On first view, directory junctions and the Distributed File System perform some of the same roles, as they both give the appearance of a single directory tree which actually consists of multiple, distributed folders, however there are differences:

  • DFS utilises the Active Directory to store its information. Thanks to its Active Directory root DFS can provide fault tolerance and load balancing, directory junctions cannot provide either of these although in a local context it’s not as necessary.
  • DFS is more geared to merging network resources into a single namespace where as directory junctions only link local machine resources.
  • DFS can work using multiple file systems but directory junctions rely on NTFS 5.0.
  • DFS requires a client piece, directory junctions don’t.

Mount Points

Mount points are similar to junction points except they allow only the root of a volume to be mounted as a folder and are created using reparse points, thus the NTFS 5.0 requirement. Mount points are useful for increasing a drive’s ‘size’ without disturbing it. For instance, you could create a mount point to drive d: as c:\documents thus seeming to increase the size available on c:

To create a mount point just perform the following:

Start the Computer Management MMC snap-in (Start – Programs – Administrative Tools – Computer Management)
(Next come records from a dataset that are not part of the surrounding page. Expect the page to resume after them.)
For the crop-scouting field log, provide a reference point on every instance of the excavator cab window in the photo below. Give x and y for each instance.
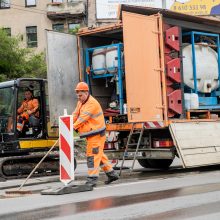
(29, 125)
(7, 115)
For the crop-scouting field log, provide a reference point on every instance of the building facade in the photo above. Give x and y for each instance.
(30, 18)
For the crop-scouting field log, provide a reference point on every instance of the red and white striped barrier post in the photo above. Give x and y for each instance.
(66, 148)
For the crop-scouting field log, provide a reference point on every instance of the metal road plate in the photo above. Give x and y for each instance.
(197, 143)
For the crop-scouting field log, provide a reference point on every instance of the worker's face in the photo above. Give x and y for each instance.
(82, 96)
(28, 95)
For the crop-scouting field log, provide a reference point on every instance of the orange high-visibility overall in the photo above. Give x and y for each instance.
(90, 123)
(27, 105)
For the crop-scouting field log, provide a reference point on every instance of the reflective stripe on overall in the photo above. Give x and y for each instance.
(96, 157)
Expand the Storage branch and select Disk Management

Right click on the volume you want to create as a mount point and select ‘Change Drive Letter and Path’

Click ‘Add’

Select a new ‘folder’ for the folder to be mounted as. If you click browse it will only show NTFS 5.0 volumes. Click OK

If you now look in Explorer you will see your new mount point, but instead of a folder icon it will be a drive icon.

Disk Quotas

Windows 2000 introduces limited quota support which enables you to configure quota limits on a per user/per volume basis. You can’t set a quota over multiple volumes.

Quotas are on file size and even if files are compressed you still only get the MB of amount of the files. If you had a 5 MB quota and compressed your 5 MB of files using NTFS compression you would have used all your quota.

Quota support is only available on NTFS 5.0 volumes and is enabled as follows:

Start Explorer

Right click on the volume and select properties
Check the ‘Enable quota management’ box

You can set default options for new users and also set the actions to take if quota is exceeded, either deny disk space or allow them to carry on. There are also various logging options, either when a user exceeds their warning level or when they exceed their actual quota.

Click Apply

A warning will be given. Click OK. The quota process will now check the volume and build up a list of current disk usage.

The new features are certainly welcome, in particular the Encrypted File System and user quotas are a good start but there are many other third party alternatives to the quota problem which make the built-in NTFS 5.0 solution only good for very small environments.

I think the option of the upgrade from NTFS 4.0 to NTFS 5.0 would have been good but with so many Windows 2000 functions relying on NTFS 5.0 I can see why.One final word though, if you play with the Encrypted File System remember it’s all certificate based, if you reinstall Windows 2000 and you’re not in a domain you’ll lose the certificate to decrypt and access to your work! I know one unhappy person who lost a lot of work after encrypting his folder and reinstalling the OS. New functions are good but make sure you understand them before using! Check the NT FAQ, www.ntfaq.com for information on backing up the EFS recovery certificate.